THE ASCENSION

He showed himself to them alive, after his suffering, by many proofs. He was seen by them for forty days, during which he spoke about God’s kingdom. [Acts 1:3 (NTE)]

He suffered and was buried; and the third day He rose again according to the Scriptures; and ascended into heaven, and is seated at the right hand of the Father; and He shall come again with glory to judge both the living and the dead; Whose kingdom shall have no end. [Nicene Creed]

viceroy butterflyYesterday was the 40th day of Easter and Ascension Day (or the Feast of the Ascension): the day we remember Jesus’ ascension into heaven. Although Augustine of Hippo and his contemporaries John Chrysostom and Gregory of Nyssa held that the Feast of the Ascension originated with the Apostles and possibly dated as far back as 68 AD, no written evidence of its celebration until Augustine’s time in the fourth century exists today. From his time on, however, it has been a church holiday. Nowadays, it is observed primarily in Roman Catholic, Orthodox, and liturgical Protestant churches.

At Easter, we celebrated Jesus’ resurrection: His return to life and to His disciples. Yesterday, some of us may have observed His departure from the disciples. Whether or not we consider Jesus’ ascension into heaven a religious holiday, it is a significant event in Christianity. Rather than stopping at the celebration of Jesus’ resurrection, we should continue through His ascension, when Jesus was seated at the right hand of God, and all the way to Pentecost, when His Holy Spirit came upon His followers.

Jesus’ ascension signified that His task on earth was complete. His time here over, He was returning to His full heavenly glory to reign as the one true King. Until His return, only one more piece needed be put in place – the giving of the Holy Spirit – which would happen ten days later on Pentecost.

Unlike most partings, Jesus’ departure was not a sad farewell but a joyous one. It must have been a glorious sight as the disciples stood on the Mount of Olives and watched Jesus being taken up in a cloud. If any had doubted before, they now knew for sure that Jesus truly was God and His home was in heaven! As they stood there, astonished, with mouths agape, two angels appeared and assured them that someday Jesus would return in the same way He left: physically and visibly!

Before parting, Jesus commissioned the disciples to be His witnesses “to the ends of the earth.” The disciples didn’t just stand there and wait for His return and neither should we. He gave us all a job to do until that day comes.

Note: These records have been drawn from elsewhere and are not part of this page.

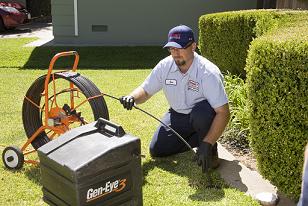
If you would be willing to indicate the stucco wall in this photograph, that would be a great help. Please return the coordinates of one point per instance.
(19, 1)
(134, 22)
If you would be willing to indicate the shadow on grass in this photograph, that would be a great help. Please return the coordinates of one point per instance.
(102, 57)
(182, 165)
(33, 173)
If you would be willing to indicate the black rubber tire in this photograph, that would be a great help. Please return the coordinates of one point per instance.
(2, 27)
(13, 158)
(31, 115)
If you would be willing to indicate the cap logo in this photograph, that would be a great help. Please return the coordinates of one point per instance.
(175, 36)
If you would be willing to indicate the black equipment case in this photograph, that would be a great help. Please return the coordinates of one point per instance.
(95, 164)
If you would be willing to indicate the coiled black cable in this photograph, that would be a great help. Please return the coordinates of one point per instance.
(31, 115)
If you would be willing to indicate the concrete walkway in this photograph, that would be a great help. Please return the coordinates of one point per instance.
(239, 176)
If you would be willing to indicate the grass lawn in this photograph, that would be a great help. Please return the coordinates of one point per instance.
(175, 180)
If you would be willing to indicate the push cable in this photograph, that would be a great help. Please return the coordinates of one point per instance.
(177, 134)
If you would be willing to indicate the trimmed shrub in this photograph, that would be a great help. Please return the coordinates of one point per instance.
(224, 38)
(277, 76)
(237, 133)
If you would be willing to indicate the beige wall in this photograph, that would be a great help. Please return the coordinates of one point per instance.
(134, 22)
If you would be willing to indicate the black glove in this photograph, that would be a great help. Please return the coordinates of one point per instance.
(127, 101)
(204, 156)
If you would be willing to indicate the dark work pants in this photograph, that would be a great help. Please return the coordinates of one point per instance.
(192, 127)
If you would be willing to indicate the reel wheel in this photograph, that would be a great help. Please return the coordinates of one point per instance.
(63, 112)
(13, 158)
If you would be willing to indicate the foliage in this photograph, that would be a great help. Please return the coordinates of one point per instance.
(237, 132)
(225, 37)
(175, 180)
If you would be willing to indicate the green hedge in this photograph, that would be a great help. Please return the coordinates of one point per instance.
(224, 38)
(277, 77)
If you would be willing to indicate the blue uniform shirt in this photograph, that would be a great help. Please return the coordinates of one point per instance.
(202, 81)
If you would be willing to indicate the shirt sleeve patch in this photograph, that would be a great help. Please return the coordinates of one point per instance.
(170, 82)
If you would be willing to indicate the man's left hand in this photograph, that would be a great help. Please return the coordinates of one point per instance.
(204, 156)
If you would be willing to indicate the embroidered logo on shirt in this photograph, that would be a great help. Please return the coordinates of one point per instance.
(170, 82)
(192, 85)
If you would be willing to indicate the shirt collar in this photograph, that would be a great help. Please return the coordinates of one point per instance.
(191, 70)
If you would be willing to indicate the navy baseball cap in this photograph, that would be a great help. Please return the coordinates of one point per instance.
(180, 37)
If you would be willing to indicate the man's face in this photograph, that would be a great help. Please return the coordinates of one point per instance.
(182, 56)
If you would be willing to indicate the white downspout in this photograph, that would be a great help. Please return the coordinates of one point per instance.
(76, 17)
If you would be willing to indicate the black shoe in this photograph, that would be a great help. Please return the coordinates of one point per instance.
(215, 159)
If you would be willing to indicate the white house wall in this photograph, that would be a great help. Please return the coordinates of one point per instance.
(131, 22)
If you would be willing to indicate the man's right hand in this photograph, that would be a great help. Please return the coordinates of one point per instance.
(127, 101)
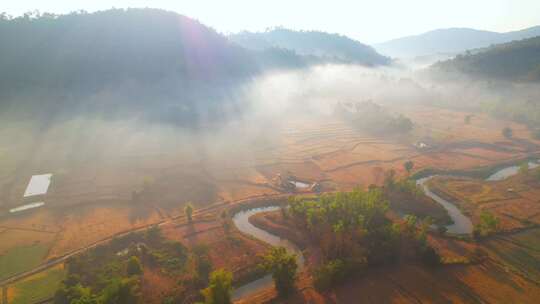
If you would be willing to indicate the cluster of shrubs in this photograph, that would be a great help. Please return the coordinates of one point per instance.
(353, 232)
(111, 273)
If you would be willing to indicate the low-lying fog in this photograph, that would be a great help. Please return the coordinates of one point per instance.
(260, 111)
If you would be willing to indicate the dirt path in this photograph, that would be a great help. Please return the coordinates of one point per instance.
(198, 212)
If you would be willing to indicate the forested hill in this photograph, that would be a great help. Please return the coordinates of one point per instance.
(450, 41)
(140, 60)
(514, 61)
(325, 46)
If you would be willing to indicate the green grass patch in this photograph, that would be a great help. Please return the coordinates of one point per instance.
(20, 259)
(38, 287)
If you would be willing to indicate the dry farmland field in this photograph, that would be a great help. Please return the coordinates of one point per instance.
(98, 195)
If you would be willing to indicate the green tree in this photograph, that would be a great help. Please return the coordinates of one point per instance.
(408, 165)
(283, 267)
(220, 288)
(390, 179)
(329, 274)
(536, 133)
(507, 132)
(134, 266)
(188, 210)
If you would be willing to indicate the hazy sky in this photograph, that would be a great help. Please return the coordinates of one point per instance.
(368, 21)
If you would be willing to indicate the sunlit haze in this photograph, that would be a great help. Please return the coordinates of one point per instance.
(366, 21)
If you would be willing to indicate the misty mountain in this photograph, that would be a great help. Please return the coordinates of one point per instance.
(140, 61)
(513, 61)
(449, 41)
(325, 46)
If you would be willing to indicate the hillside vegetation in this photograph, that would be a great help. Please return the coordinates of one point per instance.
(515, 61)
(148, 62)
(450, 41)
(322, 46)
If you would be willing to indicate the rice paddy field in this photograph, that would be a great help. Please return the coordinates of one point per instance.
(36, 288)
(91, 196)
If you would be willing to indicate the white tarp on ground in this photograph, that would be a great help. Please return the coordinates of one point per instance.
(26, 207)
(39, 184)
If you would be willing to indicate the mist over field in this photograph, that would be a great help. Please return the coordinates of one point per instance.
(146, 157)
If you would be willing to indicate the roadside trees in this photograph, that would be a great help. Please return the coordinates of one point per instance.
(409, 165)
(220, 288)
(283, 268)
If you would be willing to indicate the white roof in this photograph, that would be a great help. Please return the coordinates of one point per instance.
(39, 184)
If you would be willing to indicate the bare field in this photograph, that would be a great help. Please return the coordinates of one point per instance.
(515, 201)
(92, 198)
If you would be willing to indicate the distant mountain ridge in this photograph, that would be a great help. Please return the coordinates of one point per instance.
(449, 41)
(513, 61)
(146, 62)
(312, 43)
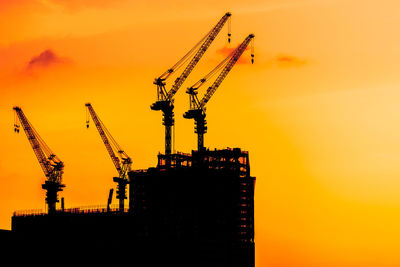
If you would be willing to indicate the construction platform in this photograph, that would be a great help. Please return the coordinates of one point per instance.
(191, 210)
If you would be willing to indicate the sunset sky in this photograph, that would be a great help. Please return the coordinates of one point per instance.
(319, 111)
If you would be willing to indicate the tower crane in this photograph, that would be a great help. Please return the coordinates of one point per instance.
(121, 160)
(197, 110)
(52, 166)
(165, 101)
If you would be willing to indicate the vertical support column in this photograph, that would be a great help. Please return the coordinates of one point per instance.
(168, 121)
(131, 194)
(121, 192)
(52, 189)
(200, 129)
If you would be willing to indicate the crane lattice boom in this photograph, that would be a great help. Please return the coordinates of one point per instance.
(197, 108)
(51, 165)
(165, 98)
(122, 162)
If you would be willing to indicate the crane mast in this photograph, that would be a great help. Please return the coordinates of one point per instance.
(197, 110)
(165, 101)
(51, 165)
(122, 162)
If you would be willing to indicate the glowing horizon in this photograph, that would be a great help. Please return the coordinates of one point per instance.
(317, 111)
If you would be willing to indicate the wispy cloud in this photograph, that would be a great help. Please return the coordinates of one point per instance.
(226, 51)
(46, 59)
(284, 60)
(279, 6)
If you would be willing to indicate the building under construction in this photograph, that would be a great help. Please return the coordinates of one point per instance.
(199, 211)
(190, 210)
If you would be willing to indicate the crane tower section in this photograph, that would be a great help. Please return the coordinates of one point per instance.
(51, 165)
(165, 101)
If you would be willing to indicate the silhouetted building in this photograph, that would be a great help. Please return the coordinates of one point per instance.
(191, 210)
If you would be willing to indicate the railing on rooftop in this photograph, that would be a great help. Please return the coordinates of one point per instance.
(77, 210)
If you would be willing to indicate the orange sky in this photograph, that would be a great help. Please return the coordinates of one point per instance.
(318, 111)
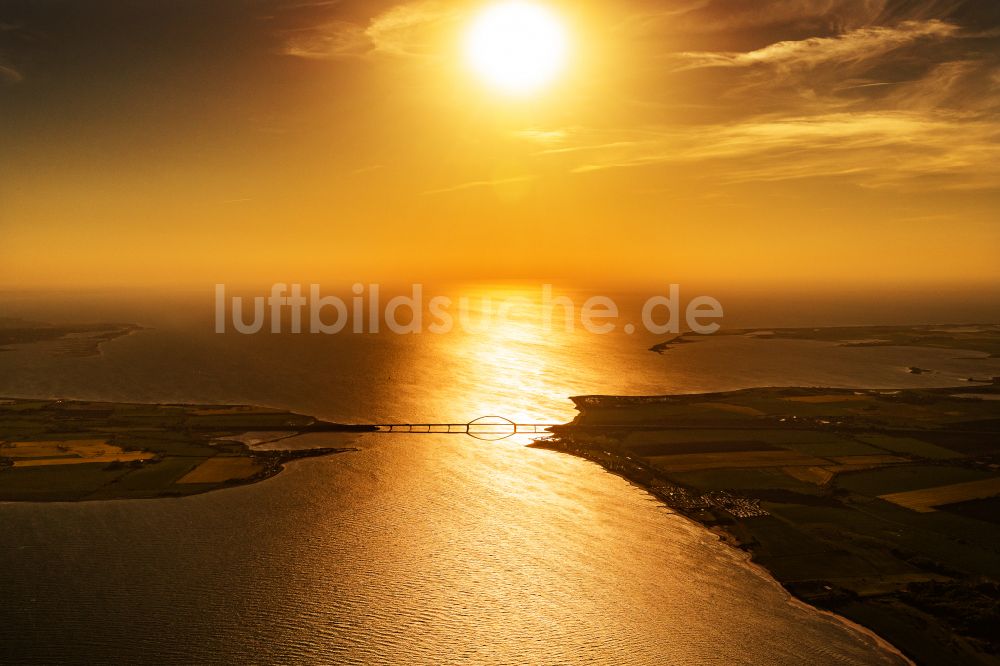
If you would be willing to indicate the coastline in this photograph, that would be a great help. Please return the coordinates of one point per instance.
(80, 451)
(731, 541)
(806, 483)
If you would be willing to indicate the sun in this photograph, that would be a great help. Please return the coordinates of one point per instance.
(517, 47)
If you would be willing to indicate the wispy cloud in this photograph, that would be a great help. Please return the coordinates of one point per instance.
(901, 150)
(404, 30)
(862, 44)
(476, 184)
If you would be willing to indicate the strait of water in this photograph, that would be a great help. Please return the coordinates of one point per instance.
(415, 549)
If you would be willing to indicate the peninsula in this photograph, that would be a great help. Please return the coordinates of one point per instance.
(882, 506)
(61, 450)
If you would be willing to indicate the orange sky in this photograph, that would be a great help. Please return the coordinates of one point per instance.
(764, 142)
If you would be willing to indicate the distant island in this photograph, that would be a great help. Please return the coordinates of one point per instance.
(880, 505)
(68, 339)
(61, 450)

As Jesus said this, he was lifted up while they were watching, and a cloud took him out of their sight. They were gazing into heaven as he disappeared. Then, lo and behold, two men appeared, dressed in white, standing beside them. “Galileans,” they said, “why are you standing here staring into heaven? This Jesus, who has been taken from you into heaven, will come back in the same way you saw him go into heaven.” [Acts 1:9-11 (NTE)]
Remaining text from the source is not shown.